Igel sind nachtaktive Insektenfresser, die lichte Wälder und Hecken, aber auch Stadtparks und Wohnsiedlungen schätzen. Die kalte Jahreszeit verbringen sie im Schlaf. Wenn die warme Märzsonne scheint, verlassen die "Stachelritter" ihr Versteck und widmen sich Nahrungssuche und Paarung.

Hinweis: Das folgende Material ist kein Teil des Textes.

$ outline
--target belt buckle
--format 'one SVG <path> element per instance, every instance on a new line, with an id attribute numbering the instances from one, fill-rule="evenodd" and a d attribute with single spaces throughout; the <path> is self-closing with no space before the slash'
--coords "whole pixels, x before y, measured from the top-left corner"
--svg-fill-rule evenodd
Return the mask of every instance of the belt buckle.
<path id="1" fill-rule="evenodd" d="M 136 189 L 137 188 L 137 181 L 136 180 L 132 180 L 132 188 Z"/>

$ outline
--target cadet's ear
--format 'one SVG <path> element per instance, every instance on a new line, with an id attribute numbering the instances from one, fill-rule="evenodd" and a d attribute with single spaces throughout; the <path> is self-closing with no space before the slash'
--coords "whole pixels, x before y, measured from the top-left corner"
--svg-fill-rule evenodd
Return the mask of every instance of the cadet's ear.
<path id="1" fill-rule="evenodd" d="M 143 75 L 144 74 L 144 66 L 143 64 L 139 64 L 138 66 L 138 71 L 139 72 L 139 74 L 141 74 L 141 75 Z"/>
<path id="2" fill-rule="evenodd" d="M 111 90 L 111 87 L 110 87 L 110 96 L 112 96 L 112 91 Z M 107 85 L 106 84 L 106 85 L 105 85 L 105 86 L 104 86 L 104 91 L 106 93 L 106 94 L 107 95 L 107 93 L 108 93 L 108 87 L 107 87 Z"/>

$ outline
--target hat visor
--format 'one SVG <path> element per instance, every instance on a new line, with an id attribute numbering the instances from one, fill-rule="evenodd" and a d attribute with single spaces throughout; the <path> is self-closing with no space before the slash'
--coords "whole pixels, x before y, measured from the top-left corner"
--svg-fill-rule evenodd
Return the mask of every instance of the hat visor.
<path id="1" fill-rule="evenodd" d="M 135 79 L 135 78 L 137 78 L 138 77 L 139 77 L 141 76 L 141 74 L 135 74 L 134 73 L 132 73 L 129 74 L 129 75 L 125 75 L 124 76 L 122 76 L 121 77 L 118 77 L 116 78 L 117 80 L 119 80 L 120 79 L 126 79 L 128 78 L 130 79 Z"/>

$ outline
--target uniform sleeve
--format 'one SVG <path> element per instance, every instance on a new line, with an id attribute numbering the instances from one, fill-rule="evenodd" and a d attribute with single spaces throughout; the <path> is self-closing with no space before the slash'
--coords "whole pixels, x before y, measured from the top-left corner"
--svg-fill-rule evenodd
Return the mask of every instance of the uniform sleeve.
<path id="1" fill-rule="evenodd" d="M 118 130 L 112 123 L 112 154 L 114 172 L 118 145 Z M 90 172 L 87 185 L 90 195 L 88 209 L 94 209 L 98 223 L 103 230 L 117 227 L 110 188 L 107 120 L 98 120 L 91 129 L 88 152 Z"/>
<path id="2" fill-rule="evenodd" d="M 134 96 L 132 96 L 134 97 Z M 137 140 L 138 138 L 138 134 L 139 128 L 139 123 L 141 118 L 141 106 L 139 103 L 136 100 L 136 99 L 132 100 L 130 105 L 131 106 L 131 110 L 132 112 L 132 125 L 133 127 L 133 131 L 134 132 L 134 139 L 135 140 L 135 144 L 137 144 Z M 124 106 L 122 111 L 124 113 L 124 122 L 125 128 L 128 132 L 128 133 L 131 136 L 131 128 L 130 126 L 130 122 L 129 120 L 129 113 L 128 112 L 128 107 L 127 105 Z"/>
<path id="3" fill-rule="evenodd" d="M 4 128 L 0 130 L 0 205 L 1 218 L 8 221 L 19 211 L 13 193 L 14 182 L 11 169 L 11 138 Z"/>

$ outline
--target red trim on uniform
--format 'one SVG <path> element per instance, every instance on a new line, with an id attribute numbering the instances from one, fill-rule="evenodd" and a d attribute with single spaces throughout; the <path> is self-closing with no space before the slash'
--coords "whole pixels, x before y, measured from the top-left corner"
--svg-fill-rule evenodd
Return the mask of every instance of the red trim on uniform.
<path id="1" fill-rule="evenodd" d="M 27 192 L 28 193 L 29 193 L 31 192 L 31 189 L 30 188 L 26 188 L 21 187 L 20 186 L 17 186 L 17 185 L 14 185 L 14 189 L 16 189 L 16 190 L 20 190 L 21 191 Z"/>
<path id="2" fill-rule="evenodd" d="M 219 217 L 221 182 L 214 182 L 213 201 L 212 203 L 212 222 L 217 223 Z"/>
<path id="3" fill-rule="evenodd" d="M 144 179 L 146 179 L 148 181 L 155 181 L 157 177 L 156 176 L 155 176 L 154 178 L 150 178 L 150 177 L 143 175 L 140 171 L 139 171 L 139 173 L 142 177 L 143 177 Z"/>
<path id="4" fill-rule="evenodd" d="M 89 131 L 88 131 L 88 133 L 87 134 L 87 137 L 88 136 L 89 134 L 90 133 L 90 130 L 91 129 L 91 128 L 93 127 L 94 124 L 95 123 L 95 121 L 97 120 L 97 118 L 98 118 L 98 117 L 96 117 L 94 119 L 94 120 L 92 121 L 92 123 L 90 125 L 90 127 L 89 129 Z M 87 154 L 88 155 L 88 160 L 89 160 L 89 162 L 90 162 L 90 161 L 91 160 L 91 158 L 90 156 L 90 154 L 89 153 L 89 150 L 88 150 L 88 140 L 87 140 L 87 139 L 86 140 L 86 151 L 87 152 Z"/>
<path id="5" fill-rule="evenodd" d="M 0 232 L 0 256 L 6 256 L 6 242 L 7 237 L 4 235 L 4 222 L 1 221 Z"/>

Von: Ein Film von Helmut Barth u. a.

Stand: 07.09.2012

Stachelritter Igel  | Bild: colourbox.com

Nachts werden Igel so richtig munter. Die stacheligen Tiere zählen zu den Nachtschwärmern im Tierreich. Häufig besuchen sie unsere Gärten und jagen nach Schnecken, Würmern und allerlei Insekten. Aber auch vor Mäusenestern und Schlangen machen sie nicht Halt. Bei der Nahrungssuche weist ihnen ihre feine Nase den Weg. Paarungszeit ist im April, dann gehen Männchen und Weibchen wieder getrennte Wege. Um den Nachwuchs kümmert sich das Männchen nicht. In wärmeren Gegenden bringen Igel zweimal im Jahr Junge zur Welt.

Igel sind Winterschläfer

Im Herbst wird die Nahrungsaufnahme gesteigert, schließlich benötigen Igel Winterspeck, um die kalte Jahreszeit schlafend in Verstecken aus Zweigen und Laub zu verbringen. Die Winterruhe dauert von Ende November bis März. Im Frühjahr steigt die Körpertemperatur der Tiere wieder an, der Kreislauf kommt in Schwung und die Igel starten in eine neue Saison.

Wenn Igel unter die Räder kommen ...

Fühlen sich Igel bedroht, rollen sie sich zu einer Stachelkugel zusammen. Besonders gefährdet sind sie, wenn sie Straßen überqueren. Immerhin kommt ihnen zugute, dass sie nachtaktive Tiere sind: In den Stunden nach Mitternacht sind zum Glück nicht allzu viele Autofahrer unterwegs.